Monday, July 06, 2015

Musing on communication


Reading a post in one of the forums I regularly visit has got me thinking about something I have worked on personally over the past few years:  trying to successfully communicate what I need/want to other people.  I have taken some aspects from Non-violent Communication (there are a couple of good videos on Youtube detailing it);  and from a parenting book called Calmer, Easier, Happier Parenting;  I have found a couple of very useful communication techniques in this book--I use them all the time, with both children and adults. 
Peas on a tripod

Something from Non-violent Communication which almost always works is to say please and thank you--and you're welcome doesn't hurt!  I also try to speak respectfully to people, even if they are not respectful to me.  In fact, with children (who often don't have enough experience in communication and are often reacting emotionally), I will specifically tell them "I need you to speak to me respectfully (or calmly, or nicely, etc)."  It usually works, especially when they realize I am speaking respectfully too. 
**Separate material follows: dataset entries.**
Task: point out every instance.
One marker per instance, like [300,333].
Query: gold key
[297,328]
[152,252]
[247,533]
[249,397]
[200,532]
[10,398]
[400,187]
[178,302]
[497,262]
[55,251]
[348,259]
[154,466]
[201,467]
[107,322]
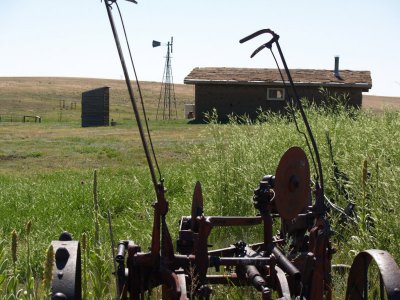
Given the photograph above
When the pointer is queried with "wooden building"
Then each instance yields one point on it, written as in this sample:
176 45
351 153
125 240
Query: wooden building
243 91
96 107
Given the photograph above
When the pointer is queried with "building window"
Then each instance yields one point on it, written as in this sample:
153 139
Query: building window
275 94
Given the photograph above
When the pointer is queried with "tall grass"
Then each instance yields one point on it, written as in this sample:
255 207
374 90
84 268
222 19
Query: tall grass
229 163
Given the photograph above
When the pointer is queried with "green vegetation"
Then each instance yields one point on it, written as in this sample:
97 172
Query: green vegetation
47 186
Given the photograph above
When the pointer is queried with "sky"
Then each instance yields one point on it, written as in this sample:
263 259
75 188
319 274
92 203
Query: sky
73 38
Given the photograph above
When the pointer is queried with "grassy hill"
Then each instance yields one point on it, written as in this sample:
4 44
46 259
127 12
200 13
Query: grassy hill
46 174
44 96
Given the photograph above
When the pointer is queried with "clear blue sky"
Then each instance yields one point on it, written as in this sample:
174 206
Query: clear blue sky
73 38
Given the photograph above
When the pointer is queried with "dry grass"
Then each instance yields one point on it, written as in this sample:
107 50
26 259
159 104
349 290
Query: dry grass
380 103
43 95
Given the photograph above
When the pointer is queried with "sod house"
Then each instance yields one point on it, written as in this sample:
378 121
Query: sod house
244 91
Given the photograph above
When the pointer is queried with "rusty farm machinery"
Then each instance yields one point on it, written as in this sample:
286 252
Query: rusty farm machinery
295 263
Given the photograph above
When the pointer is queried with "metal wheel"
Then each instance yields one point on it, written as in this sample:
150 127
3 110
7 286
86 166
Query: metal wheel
380 280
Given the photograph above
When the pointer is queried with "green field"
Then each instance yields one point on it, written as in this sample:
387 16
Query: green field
46 175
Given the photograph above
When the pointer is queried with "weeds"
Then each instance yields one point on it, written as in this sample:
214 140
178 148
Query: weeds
229 160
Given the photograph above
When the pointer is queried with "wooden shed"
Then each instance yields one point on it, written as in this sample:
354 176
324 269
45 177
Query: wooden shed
243 91
96 107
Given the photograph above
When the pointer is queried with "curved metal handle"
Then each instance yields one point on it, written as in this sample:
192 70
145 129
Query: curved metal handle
268 45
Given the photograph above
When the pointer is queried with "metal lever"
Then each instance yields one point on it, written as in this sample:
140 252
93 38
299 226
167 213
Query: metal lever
268 45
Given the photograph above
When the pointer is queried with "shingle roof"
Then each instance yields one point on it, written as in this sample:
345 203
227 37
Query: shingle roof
307 77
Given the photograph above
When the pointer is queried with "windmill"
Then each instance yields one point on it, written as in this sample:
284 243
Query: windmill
166 101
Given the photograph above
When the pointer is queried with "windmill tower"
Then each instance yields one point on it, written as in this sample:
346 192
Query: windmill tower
166 107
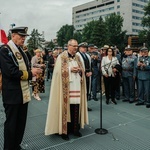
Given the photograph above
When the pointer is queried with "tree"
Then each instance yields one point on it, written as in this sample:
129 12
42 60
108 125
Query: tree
114 24
35 41
87 32
144 35
78 36
99 33
65 34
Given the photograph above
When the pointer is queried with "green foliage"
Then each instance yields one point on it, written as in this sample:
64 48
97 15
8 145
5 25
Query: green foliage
65 34
114 24
99 36
50 45
35 41
144 35
87 32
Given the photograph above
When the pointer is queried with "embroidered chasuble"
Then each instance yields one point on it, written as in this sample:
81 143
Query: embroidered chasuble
75 86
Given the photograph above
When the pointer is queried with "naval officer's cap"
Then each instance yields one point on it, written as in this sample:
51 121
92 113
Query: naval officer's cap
20 30
144 49
83 44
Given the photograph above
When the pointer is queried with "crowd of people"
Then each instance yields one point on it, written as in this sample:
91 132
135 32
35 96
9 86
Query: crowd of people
77 74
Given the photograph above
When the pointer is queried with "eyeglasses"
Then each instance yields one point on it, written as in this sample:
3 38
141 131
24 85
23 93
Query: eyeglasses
74 45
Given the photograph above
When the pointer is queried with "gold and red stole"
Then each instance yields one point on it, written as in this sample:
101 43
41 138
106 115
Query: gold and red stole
66 86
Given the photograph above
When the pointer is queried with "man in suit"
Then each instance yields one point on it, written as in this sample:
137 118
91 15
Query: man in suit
15 70
86 61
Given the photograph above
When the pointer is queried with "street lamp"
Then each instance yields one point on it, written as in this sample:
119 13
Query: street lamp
12 25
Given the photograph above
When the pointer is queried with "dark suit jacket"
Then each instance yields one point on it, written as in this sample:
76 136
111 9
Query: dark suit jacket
11 76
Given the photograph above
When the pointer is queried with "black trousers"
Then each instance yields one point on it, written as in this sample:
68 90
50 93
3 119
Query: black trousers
14 126
73 126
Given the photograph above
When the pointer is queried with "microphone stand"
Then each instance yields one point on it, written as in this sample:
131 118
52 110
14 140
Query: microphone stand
101 130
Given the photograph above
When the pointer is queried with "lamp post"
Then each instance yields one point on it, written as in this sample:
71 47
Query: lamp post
12 25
From the Calmer book, I have learned to phrase my statements or questions in a positive way, particularly in high stress situations like work.  I'm basically telling people what I want, instead of what I don't want.  For instance, if during the dinner rush, the servers have chucked the dirty plates all over the sink area without stacking them neatly, I will say to the next one who appears with a plate, "will you help me stack these plates up?", instead of, "why aren't these stacked properly?"  The second question doesn't actually accomplish anything except to make the server feel bad, and maybe get defensive and start an argument.  The first one solves the problem without attaching blame to anyone.  I could also say, "when you bring the plates in, will you please stack them up?" 

My little fig cutting, with cute little figs--it's finally growing more leaves

It also works the other way:  say if a salad I made got sent back because the customer didn't want onions, and the server says to me, "why did you send this salad with onions?  It clearly says no onions!"  I can choose not to be defensive about it and simply solve the problem, "ok, I'll make a new one";  or if the server comes in yelling, I can wait until they're finished and say calmly, "there's no need to shout", or "everyone makes mistakes," or anything that won't escalate the situation! and give them a new salad.
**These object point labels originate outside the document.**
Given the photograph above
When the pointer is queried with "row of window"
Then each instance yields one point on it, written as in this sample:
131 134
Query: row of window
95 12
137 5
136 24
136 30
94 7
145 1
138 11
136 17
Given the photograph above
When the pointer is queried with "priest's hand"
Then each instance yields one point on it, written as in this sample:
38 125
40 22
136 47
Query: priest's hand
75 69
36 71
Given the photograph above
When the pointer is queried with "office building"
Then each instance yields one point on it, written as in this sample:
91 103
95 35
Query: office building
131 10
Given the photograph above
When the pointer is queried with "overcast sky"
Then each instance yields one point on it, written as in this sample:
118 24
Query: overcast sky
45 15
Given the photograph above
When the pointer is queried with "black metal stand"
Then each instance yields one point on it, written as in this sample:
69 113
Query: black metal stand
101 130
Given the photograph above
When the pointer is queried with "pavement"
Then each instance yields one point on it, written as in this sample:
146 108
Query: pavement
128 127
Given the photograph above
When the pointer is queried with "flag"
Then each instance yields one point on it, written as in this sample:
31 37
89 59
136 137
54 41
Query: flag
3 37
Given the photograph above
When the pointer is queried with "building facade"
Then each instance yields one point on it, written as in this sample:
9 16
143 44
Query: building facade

It's true that it's easier to write about it than actually do it :)  Both of the above scenarios were fairly typical at the restaurant where I used to work, and I noticed that when I started speaking positively, and not reacting negatively, people responded positively too. 
White peony
Another thing I have taken from Calmer is to notice people's efforts and praise them;  it's also a technique I learned from the Dog Whisperer!  I know it sounds cheesy, like something you do on your kids to raise their self esteem (or your dog), but it really works.  When I use it on adults, I generally (but not always) phrase it as a "thank you":  "thank you for folding the laundry," or "thank you, this dinner is lovely."  Or "I noticed you mowed the lawn;  thank you."  A non-thank you one might be: "Wow, you must have done a lot today;  it looks great in here." It costs me nothing to say, and after a while some people start doing it back to me!  I started doing it with my son, and after a while to my husband, and they now both do it to me and to each other--and neither has read the book!  I have also used it at work with my colleagues: "your Sunday roasts look really nice" or "it looks like you've done a lot of cleaning today".
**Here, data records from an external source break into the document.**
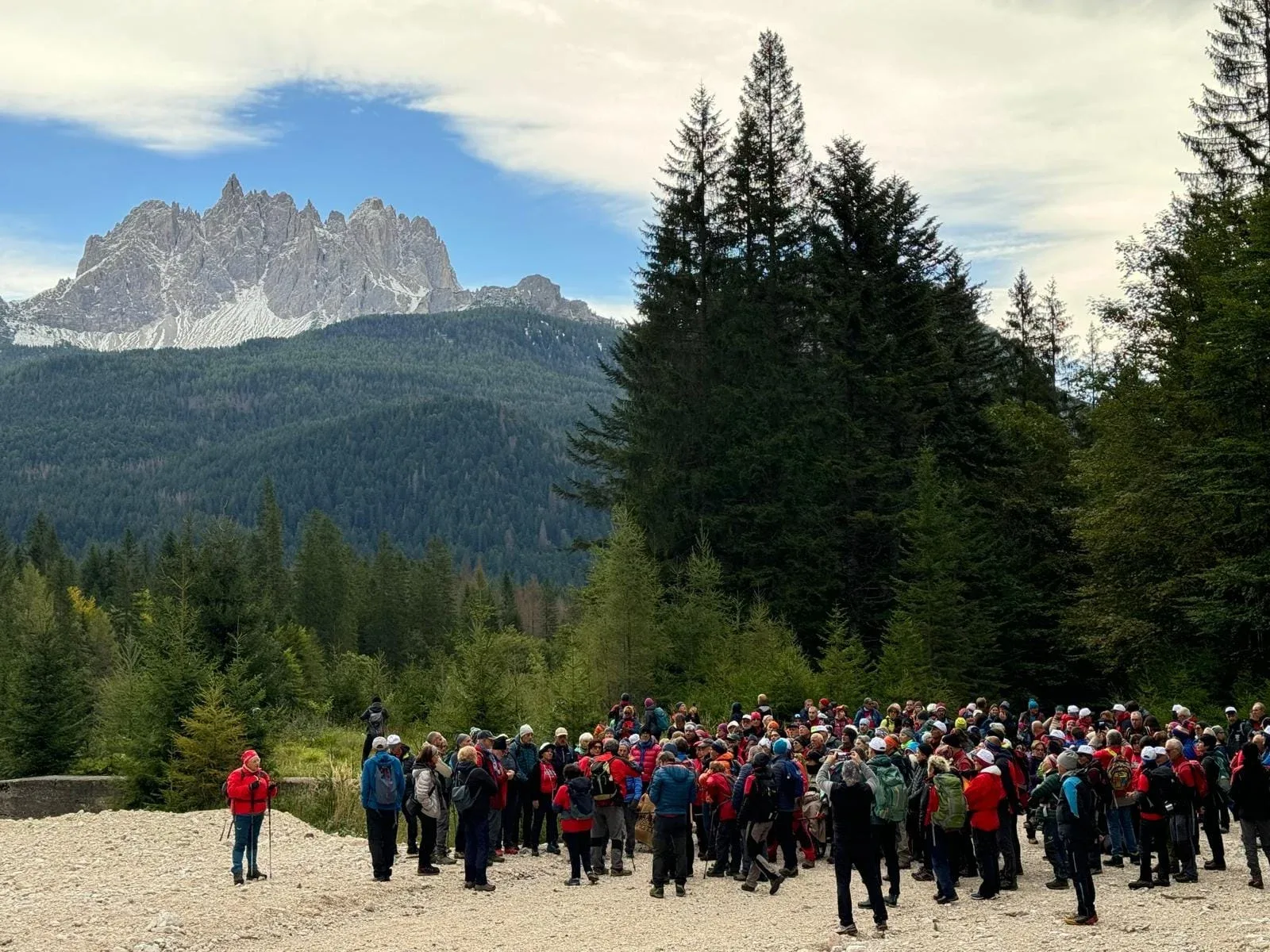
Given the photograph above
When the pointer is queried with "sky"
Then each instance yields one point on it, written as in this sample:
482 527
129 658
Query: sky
530 131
A final tool in my positive communication toolbox is to genuinely listen to people.  The thing about people who are just waiting their turn to talk isn't such an issue when the other person simply listens;  I'm not naturally a talker, so I find listening pretty easy, and I have learned to ask questions to get people going.  It builds rapport and relationships, which make for better communication in the long run.  As an introvert, I practice my conversation skills with random strangers, like cashiers in shops, or people waiting at a bus stop, or people out in the park walking their dog.  I don't have to worry about building relationships with these people, so it's not a big deal if there's an awkward pause or I make some sort of faux pas!  
The last of the white roosters, having a nap with his sisters
For the most part, I can get along with most anyone now;  it's true there is the occasional person whom I truly dislike, but I still do my best to be respectful and build rapport if I have to deal with them regularly.  I try to see the best in people, and I even try to point out the good to other people.  I did this once a long time ago to my mother when she was complaining about my grandfather (who is admittedly not an easy person to get on with), and she laughed and paid me a compliment:  "you always find something good about a person."  I've always remembered that and tried to live up to it, as it has served me well over the years.

It's true that it takes more than one positive person for healthy communication, but I also think that just one person can start the seeds of positivity in other people.  My home life is so much calmer and happier since I started practicing speaking positively a few years ago.  It took time for it to become habit--and I still have occasionally have to take a deep breath before responding to someone.  But I'm happier and calmer, and I notice that people I interact with are more friendly and respectful to me too.